Matt Walton via the MINI E group on Facebook provided this updated info:

Per spec sheet;

Battery Design - 53 cells connected in parallel constitute a unit, 2 units connected in series constitute a module, 48 modules connected in series constitute the battery; 5,088 individual cells in total.

Pictured at link below, scroll down to year 2005;

Based on this explanation, 212 out of 5088 have gone bad.


  1. Hi Todd,

    Hope you are back on the road very soon in #140.

    Just a clarification on the battery issue. Only the AC people will know this for sure, but you most likely have only 2 bad cells out of the 5088.

    Since the Modules are in series they are like a chain. So the strength of the whole chain is controlled by the weakest link. If one Module has a bad cell, it limits the strength of the whole string. They need to be matched and balanced together to insure the strength of the whole chain.

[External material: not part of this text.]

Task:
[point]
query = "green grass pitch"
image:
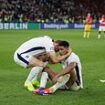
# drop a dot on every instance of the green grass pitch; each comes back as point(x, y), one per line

    The other issue is that you may remember stories about fires with lithium Ion laptop batteries. They have since figured out the voltage and current limits that can damage a cell causing it to overheat during subsequent charging cycles. The Modules contain chips that monitor voltage, current, and temperature on every single cell. For small variations, many can also “balance” during charge and discharge so that all cells stay in sync during charge and discharge.

    If one cell in a Module starts to exhibit values beyond the monitoring chips ability to balance them out, preventive maintenance dictates they should change the cell so it does not over heat during subsequent charge and become a safety issue.

    The Modules were assembled and tested in the AC manufacturing plant in China. I would expect Oxnard to replace a Module, rather than attempt repair in the “field”. This would reduce your down time, provide a tested balanced Module unit that has been through the quality control process, and let the factory and engineering have time to better evaluate the problem in the defective Module. If they follow ISO 9000 quality procedures, there will eventually be a failure analysis of the Module at a component level, most likely done at the production plant in China. This may take time as it must follow the product test quality control process to produce root cause for engineering evaluation.

    This would improve future product reliability.


  2. Thank you Matt for this information!